The Gulf of Mexico is facing a danger of environmental mess due to oil spill three months back. Now the company BP is under cloud about a big question of clean up. Louisiana, the most affected state, is the first to discuss and set the standards for declaring the nation’s largest offshore oil spill officially mopped up. Retired Coast Guard Adm. Thad Allen, the Obama administration’s point man on the spill, said that how do we get to the inevitable question of how clean is clean
Many scientists and environmentalists believe there won’t be a quick or easy answer. Ron Kendall, director of the Institute of Environmental and Human Health at Texas Tech University, told that they have never dealt with this before, the complication of this much oil coming from the deep sea and being hit heavily with chemical dispersants. There are some signs the experiment may not have the cataclysmic long-term ripple effects originally feared.

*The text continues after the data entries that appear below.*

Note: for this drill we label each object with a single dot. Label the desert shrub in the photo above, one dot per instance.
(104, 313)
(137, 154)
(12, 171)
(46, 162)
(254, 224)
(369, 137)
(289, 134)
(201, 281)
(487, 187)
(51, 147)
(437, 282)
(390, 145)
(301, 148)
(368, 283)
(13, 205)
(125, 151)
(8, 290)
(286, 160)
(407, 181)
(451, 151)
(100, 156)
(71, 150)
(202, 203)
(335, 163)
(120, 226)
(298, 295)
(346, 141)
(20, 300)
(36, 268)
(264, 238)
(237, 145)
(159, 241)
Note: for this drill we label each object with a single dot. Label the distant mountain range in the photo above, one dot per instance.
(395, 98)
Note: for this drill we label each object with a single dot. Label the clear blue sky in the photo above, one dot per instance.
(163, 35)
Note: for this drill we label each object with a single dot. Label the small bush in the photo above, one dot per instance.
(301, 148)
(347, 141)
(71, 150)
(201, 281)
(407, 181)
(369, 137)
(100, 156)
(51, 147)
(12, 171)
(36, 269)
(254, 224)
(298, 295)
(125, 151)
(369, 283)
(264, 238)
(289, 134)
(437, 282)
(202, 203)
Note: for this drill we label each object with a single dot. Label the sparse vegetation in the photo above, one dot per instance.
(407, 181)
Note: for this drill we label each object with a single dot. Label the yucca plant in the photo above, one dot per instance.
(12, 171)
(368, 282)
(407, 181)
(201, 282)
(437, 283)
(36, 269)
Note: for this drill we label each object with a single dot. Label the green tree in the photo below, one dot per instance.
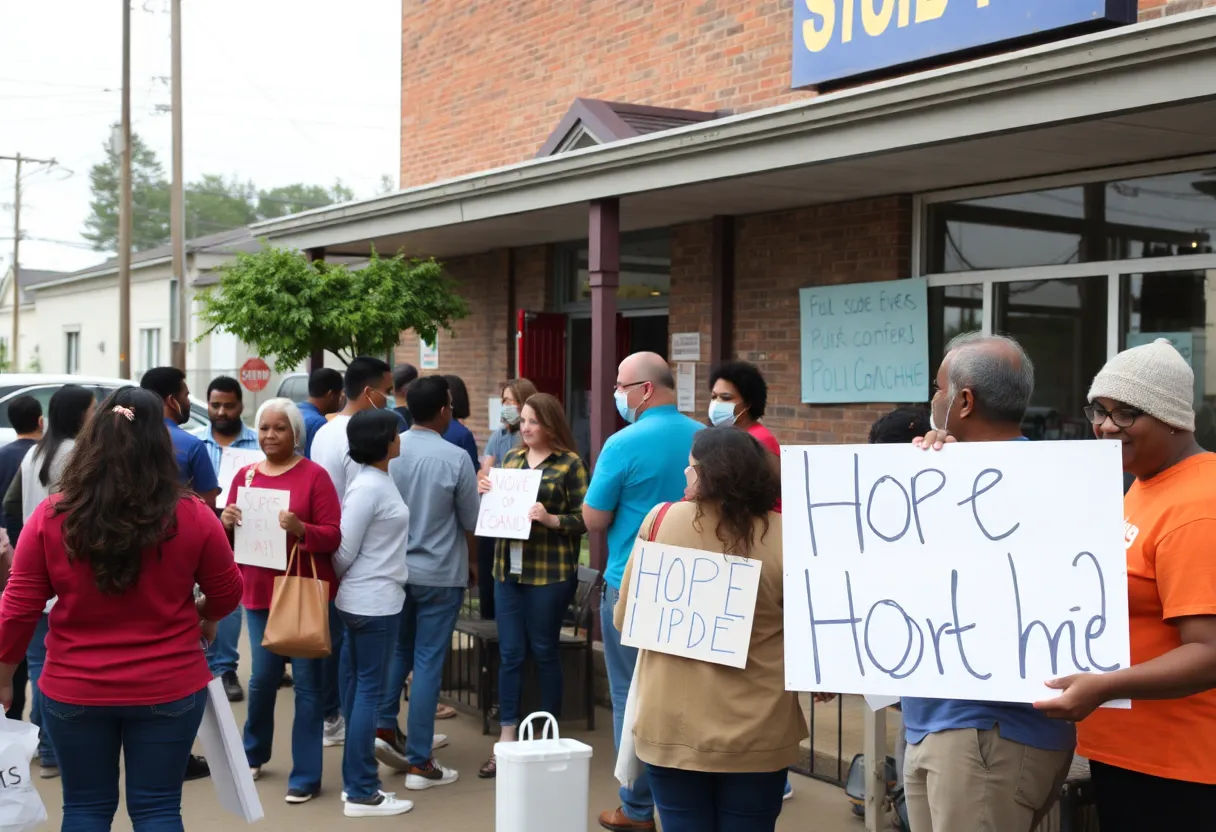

Terry Hazen, a microbial ecologist at the Lawrence Berkeley National Lab in California, credited the Gulf’s self-healing powers. Unlike the nutrient-lean waters of Alaska, still suffering lingering effects from the Exxon Valdez two decades ago, the Gulf teems with bacteria that eat for oil and gas leaking from natural deep-sea seeps. In the warm, wave-churned, microbe-rich Gulf, nature alone might already have consumed 30 to 50 percent of the oil. A tropical system stronger than meek Bonnie could further disperse the oil, speeding the process even more.